Lisboa: o melhor para si



Lisboa, ah Lisboa...

“Tome minha ignorância por boa vontade, a qual bem certo creia que, para aformosentar nem afear, aqui não há de pôr mais do que aquilo que vi e me pareceu.”

A vontade de aproveitar o tempo que me foi presenteado com as comemorações da Semana Santa nos levou até você. Manuela, Yenny e eu compartilhávamos o desejo de conhecer-te. Não foi ao sabor da sorte, senão da vontade que paramos, depois de 8h de ônibus, em seu metrô – a Lisboa subterrânea, a minhoca responsável por permitir a terra fértil de cima.

Não tivemos uma recepção muito calorosa por parte da chuva e dos tímidos 8ºC que nos esperavam na superfície. Sua redenção, no entanto, foi rápida: depois de sofridos 15 minutos estávamos sentadas em uma de suas padarias, tomando um café quente e comendo um pãozinho que só você, querida Lisboa, poderia nos proporcionar! Era a Capri, ao lado de nossa pensão. Foi ali, ao lado do letreiro de néon “o melhor para si”, que tomamos inesquecíveis cafés-da-manhã nos dias seguintes.

Lisboa querida, a santidade de seus Manoéis e Josés foi confirmada em cada broinha, em cada pastelzinho de Belém, em cada bengala de gergelim, em cada garfada de bacalhau à Brás. Até pão-de-queijo, PÃO-DE -QUEIJO, uma de suas padarias nos preparou.

Mas você nos guardava mais. Nem a “rusticidade” (isso é um eufemismo para “decadência”) de nossa pensão, nem o desespero de caminhar horas baixo chuva e frio puderam diminuir o valor de tudo o que aprendemos e conhecemos entre suas ladeiras e bondes.

Você nos abriu o céu nos dois dias seguintes, nos guiou por Belém e pelos caminhos da Alfama. Convidou-nos a conhecer seu castelo e seu aquário, seu teleférico e seu elevador, seu bairro alto e suas ruas menos ilustres (mas não menos encantadoras). Colocou no nosso destino a melhor cafeteria do mundo, antecipando o fim de minha jornada em busca dela.
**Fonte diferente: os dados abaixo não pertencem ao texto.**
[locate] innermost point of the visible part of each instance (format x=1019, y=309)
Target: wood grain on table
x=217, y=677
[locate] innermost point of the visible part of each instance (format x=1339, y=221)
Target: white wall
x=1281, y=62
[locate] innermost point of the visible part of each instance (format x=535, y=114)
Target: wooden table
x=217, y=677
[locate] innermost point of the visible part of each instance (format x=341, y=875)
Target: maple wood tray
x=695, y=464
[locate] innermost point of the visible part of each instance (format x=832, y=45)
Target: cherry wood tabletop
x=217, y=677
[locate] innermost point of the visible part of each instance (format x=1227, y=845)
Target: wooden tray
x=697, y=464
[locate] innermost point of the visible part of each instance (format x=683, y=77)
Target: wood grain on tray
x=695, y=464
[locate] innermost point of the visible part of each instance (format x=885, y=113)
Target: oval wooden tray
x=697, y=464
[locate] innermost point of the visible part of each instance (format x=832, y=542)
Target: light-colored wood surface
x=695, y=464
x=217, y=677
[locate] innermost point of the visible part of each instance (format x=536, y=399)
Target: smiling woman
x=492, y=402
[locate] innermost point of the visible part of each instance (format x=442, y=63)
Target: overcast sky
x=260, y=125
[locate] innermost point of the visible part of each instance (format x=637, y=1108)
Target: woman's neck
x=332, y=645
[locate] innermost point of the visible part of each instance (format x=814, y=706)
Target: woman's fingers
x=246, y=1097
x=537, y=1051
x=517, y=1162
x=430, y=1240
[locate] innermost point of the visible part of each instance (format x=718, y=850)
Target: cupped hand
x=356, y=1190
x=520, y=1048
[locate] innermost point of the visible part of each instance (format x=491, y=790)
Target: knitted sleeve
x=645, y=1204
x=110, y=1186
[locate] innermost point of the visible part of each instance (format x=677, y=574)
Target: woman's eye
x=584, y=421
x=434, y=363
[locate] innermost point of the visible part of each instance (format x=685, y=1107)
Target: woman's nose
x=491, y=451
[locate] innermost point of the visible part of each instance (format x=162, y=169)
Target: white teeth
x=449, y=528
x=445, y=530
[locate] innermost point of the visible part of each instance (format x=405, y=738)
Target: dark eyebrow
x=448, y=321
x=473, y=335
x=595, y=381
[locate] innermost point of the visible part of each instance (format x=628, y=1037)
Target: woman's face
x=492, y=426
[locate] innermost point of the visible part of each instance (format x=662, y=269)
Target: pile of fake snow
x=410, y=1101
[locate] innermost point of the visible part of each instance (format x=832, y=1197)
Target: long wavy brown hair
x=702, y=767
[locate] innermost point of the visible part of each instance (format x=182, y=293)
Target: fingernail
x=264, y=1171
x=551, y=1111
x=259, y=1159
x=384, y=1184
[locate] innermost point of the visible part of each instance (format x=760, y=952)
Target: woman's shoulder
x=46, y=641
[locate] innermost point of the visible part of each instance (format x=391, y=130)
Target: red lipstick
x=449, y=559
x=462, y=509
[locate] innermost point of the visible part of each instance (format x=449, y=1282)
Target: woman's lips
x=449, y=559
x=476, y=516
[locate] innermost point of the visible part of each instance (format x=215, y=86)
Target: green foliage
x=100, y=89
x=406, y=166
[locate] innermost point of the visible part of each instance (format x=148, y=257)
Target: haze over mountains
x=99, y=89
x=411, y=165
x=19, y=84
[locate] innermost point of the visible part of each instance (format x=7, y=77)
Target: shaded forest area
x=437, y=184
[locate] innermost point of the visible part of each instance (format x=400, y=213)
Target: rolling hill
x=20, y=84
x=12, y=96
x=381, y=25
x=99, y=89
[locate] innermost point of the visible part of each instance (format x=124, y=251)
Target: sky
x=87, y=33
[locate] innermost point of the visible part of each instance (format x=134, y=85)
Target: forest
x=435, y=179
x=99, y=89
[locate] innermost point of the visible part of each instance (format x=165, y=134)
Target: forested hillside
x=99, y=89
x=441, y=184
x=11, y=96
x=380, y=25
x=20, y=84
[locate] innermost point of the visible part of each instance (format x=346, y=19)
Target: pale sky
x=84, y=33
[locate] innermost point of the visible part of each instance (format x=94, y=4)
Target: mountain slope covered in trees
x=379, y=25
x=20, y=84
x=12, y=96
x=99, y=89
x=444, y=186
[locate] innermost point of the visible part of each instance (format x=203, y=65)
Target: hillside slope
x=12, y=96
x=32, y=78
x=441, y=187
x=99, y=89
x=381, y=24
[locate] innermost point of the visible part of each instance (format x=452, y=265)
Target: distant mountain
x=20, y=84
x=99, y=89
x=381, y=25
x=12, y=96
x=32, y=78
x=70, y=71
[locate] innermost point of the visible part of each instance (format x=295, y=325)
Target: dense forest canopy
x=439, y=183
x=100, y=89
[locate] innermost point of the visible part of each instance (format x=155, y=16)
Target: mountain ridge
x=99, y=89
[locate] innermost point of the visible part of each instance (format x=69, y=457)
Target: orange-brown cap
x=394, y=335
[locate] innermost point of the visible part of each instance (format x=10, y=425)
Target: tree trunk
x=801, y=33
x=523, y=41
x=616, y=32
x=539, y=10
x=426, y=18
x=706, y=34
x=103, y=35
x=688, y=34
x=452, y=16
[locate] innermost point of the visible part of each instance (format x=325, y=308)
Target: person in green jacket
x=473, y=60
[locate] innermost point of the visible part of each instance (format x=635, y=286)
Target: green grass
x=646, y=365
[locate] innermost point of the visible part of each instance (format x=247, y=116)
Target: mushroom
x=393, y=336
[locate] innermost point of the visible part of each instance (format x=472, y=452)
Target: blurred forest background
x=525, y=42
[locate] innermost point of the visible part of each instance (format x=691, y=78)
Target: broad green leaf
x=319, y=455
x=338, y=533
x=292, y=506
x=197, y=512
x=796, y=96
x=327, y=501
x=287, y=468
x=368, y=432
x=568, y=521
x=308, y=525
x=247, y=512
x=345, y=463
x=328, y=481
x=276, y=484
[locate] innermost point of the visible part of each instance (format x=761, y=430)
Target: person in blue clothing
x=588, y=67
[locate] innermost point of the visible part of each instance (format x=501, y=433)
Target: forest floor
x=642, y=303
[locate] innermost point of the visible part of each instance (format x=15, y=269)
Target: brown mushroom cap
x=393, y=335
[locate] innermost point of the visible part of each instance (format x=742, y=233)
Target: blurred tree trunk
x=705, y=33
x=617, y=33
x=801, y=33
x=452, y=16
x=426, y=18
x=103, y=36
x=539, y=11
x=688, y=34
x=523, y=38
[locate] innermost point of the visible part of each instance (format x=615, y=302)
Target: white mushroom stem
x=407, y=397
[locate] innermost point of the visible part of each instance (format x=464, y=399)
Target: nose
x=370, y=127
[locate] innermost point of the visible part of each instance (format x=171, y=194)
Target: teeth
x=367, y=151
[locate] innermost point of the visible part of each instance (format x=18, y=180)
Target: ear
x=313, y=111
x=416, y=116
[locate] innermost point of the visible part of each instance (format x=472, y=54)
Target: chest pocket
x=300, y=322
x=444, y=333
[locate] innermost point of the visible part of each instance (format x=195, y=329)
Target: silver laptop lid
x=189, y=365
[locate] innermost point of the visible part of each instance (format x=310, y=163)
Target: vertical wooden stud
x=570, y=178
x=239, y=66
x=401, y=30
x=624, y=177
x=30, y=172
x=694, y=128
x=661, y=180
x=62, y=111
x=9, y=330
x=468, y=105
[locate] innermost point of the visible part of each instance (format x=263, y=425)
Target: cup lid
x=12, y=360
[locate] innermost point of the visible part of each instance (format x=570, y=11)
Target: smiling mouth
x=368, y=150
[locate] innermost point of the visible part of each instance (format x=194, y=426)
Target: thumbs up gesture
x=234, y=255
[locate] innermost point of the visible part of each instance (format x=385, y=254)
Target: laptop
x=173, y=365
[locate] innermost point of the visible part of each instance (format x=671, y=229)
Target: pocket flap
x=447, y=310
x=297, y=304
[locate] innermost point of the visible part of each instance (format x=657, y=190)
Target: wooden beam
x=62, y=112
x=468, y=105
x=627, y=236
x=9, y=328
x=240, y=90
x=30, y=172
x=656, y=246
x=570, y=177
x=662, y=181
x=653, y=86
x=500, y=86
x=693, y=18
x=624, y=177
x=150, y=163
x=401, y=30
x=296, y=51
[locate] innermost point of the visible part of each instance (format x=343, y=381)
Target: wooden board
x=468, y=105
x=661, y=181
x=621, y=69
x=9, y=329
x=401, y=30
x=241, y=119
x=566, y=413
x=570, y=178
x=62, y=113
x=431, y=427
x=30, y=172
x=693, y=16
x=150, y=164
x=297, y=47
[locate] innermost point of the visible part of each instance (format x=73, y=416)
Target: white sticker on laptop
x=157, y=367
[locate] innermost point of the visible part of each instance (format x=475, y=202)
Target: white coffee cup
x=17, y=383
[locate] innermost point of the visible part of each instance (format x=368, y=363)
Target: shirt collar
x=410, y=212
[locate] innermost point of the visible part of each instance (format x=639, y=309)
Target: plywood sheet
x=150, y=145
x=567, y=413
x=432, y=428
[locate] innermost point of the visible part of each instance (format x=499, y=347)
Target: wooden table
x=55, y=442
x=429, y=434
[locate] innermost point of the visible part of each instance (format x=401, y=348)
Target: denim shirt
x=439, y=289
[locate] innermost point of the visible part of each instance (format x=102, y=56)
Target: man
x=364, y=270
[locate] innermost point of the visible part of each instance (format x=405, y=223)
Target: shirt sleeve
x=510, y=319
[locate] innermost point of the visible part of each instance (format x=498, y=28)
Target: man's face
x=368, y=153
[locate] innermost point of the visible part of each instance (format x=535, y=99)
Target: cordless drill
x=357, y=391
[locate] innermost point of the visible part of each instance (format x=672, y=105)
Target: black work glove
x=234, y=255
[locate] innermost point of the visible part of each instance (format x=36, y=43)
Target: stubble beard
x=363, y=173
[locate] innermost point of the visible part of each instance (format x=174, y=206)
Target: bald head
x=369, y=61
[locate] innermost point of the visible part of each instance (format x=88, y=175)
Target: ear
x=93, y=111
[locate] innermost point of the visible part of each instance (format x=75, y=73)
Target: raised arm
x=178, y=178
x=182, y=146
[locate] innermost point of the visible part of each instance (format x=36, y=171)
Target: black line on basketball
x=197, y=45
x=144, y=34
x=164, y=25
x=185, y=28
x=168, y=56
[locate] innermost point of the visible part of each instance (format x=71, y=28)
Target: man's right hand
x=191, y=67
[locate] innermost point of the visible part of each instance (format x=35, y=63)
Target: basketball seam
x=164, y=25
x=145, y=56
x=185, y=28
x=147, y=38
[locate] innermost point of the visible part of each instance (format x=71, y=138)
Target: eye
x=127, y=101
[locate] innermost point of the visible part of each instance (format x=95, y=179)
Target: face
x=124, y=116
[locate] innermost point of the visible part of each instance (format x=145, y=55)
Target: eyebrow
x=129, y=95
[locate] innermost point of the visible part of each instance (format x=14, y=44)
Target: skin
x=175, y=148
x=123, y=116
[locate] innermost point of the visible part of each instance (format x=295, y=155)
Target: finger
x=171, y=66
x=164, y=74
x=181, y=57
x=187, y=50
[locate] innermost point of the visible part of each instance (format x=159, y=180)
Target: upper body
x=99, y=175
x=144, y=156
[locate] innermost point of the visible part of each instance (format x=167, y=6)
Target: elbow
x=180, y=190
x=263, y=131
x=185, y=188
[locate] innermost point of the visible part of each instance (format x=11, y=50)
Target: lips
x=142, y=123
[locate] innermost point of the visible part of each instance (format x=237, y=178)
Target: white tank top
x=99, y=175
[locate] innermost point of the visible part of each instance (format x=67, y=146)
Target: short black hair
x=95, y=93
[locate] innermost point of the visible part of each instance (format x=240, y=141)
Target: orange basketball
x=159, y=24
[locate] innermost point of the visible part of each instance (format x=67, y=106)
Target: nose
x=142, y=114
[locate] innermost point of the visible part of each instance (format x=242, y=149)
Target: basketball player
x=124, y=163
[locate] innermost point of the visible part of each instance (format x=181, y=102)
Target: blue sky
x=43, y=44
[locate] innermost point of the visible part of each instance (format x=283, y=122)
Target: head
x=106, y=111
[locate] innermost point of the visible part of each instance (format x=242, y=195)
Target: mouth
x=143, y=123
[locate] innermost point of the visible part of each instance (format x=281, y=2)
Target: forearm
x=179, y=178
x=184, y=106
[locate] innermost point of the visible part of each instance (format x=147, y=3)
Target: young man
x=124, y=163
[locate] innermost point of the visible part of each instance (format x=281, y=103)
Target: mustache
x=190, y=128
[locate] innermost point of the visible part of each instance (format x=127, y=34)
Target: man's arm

Ergueu um monumento por terras que buscou no além-mar. Acolheu à gente (e quanta gente!) que veio de lá. Brasileiros que já foram seus e que, sem remorsos, trabalham por um crescimento, seu e deles. Cuida deles Lisboa!
Não pretendo ser um Pero Vaz ao revés e espero que me entenda. Sai do metrô apenas com curiosidade, duas amigas e alguns euros. Voltei com as amigas, com alguns euros a menos e com a impressão de que você, Lisboa, guarda bem os seus encantos e os revela, pouco a pouco, para nunca deixar de nos surpreender.

“E desta maneira dou aqui a Vossa Alteza conta do que nesta Vossa terra vi. E se a um pouco alonguei, Ela me perdoe. Porque o desejo que tinha de Vos tudo dizer, mo fez pôr assim pelo miúdo.”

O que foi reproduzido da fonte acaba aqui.